In this analysis we attempted to examine treatment burden as the main factor of association with long term non-persistence. A major confounder is the effect of treatment futility on non-persistence. Several aspects of the methodology and results help to correct for this. Firstly, treatment interval at 2 years was used to ensure that the cohort studied were still receiving treatment at that time or would not have been included in this analysis. Secondly, baseline and final VA at 2 years was similar across all groups suggesting that all patients were treated as necessary to achieve their best possible outcomes. Another possible confounder is the disruption to ophthalmic services and subsequent lockdowns due to the COVID-19 pandemic in 2020 which might have increased non-persistence rates.

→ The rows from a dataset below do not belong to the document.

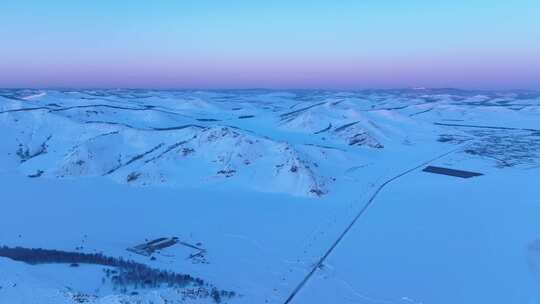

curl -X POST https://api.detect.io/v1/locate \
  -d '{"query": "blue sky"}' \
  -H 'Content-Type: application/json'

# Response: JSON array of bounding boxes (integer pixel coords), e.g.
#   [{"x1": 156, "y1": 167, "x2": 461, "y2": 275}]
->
[{"x1": 0, "y1": 0, "x2": 540, "y2": 89}]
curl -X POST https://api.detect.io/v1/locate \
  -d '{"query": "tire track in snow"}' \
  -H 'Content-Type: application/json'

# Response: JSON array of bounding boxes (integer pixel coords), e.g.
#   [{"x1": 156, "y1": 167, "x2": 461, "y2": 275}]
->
[{"x1": 283, "y1": 147, "x2": 462, "y2": 304}]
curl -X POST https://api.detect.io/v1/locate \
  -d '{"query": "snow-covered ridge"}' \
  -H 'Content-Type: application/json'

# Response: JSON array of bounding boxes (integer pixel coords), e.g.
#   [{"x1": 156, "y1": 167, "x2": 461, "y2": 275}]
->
[{"x1": 0, "y1": 90, "x2": 536, "y2": 197}]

However, this would only have affected the 5-year non-persistence of patients that started treatment in 2015 and were still continuing treatment in 2020. Since we did not investigate non-persistence rates beyond 5 years, we believe any disruption caused by COVID-19 would be negligible in our cohort.

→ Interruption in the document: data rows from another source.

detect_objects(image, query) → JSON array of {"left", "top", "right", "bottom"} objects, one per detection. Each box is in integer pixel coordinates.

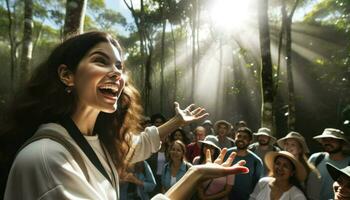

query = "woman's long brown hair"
[{"left": 0, "top": 31, "right": 142, "bottom": 169}]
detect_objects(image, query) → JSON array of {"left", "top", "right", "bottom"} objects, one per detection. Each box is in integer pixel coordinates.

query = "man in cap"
[
  {"left": 214, "top": 120, "right": 235, "bottom": 148},
  {"left": 186, "top": 126, "right": 206, "bottom": 163},
  {"left": 326, "top": 163, "right": 350, "bottom": 200},
  {"left": 226, "top": 127, "right": 263, "bottom": 200},
  {"left": 309, "top": 128, "right": 350, "bottom": 200},
  {"left": 248, "top": 127, "right": 280, "bottom": 175},
  {"left": 202, "top": 119, "right": 214, "bottom": 135}
]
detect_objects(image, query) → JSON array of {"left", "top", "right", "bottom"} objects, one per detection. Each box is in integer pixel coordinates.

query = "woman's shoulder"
[
  {"left": 14, "top": 138, "right": 72, "bottom": 167},
  {"left": 289, "top": 185, "right": 306, "bottom": 199},
  {"left": 259, "top": 176, "right": 274, "bottom": 184}
]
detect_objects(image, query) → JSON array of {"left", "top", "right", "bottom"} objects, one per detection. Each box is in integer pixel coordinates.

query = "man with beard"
[
  {"left": 248, "top": 127, "right": 280, "bottom": 176},
  {"left": 326, "top": 163, "right": 350, "bottom": 200},
  {"left": 226, "top": 127, "right": 263, "bottom": 200},
  {"left": 309, "top": 128, "right": 350, "bottom": 200},
  {"left": 214, "top": 120, "right": 235, "bottom": 149}
]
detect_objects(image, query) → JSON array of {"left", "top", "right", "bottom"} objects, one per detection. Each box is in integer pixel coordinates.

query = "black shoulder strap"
[
  {"left": 186, "top": 162, "right": 192, "bottom": 171},
  {"left": 249, "top": 144, "right": 256, "bottom": 153},
  {"left": 314, "top": 153, "right": 326, "bottom": 167},
  {"left": 17, "top": 129, "right": 90, "bottom": 182},
  {"left": 60, "top": 116, "right": 115, "bottom": 187}
]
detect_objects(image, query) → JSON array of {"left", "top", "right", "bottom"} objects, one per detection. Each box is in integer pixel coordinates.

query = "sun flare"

The reasons for non-persistence are multi-factorial. While treatment interval at 2-year had a strong effect on non-persistence, other factors identified in a prior study include patient-related factors such as increased comorbidities, lack of carer assistance, longer distance from home to clinics and poorer baseline visual acuity. On the other hand, patients who experienced greater visual gains have been reported to be more likely to persist with treatment [25]. We believe that this also applies to our cohort.

A strength of this study is the analysis of a large multi-centred cohort of patients with outcome data that were prospectively collected. All data analysed by FRB! are 100% complete and within prespecified ranges hence, we believe that the results presented are robust and representative of routine clinical practice. This study also addressed a specific and clinically important question, the effect of treatment burden on long-term non-persistence, that may be difficult to answer with any other study design. A significant limitation of this study was the lack of data on the reasons for non-persistence for most of our patient cohort. Discontinuation might have been due to futility of treatment, if this were the case we would expect to find that patients that discontinued had worse vision but in fact this was not the case.

Overall, these findings suggest that patients are able to tolerate a high treatment burden if they get better outcomes. These findings should encourage physicians to continue to treat patients in accordance to their disease activity without worry that patients will’burn-out’. In addition, awareness and education of the disease is important in patients with more stable disease to ensure that they are not lulled into a sense of complacency once the underlying neovascular lesion has been deactivated. A modification to the treat and extend regimen should include a final step of maintain and remind patients and physicians regarding the need for regular treatment or at the very least timely monitoring.

Summary table

What was known before

  • Early treatment burden related to neovascular age related macular degeneration (nAMD) may affect long term persistence to treatment Persistence is defined as continuing treatment Shorter treatment intervals, hence higher treatment burden is thought to contribute to reduced persistence to treatment

What this study adds

  • Contrary to prior findings, we found that patients on longer treatment intervals at 2 years were more likely to be non-persistent with treatment in later years This suggest that physicians should treat patients according to disease activity and not be apprehensive of a high treatment burden Patients appear to value improvement in vision and hence persist with treatment even in the long term.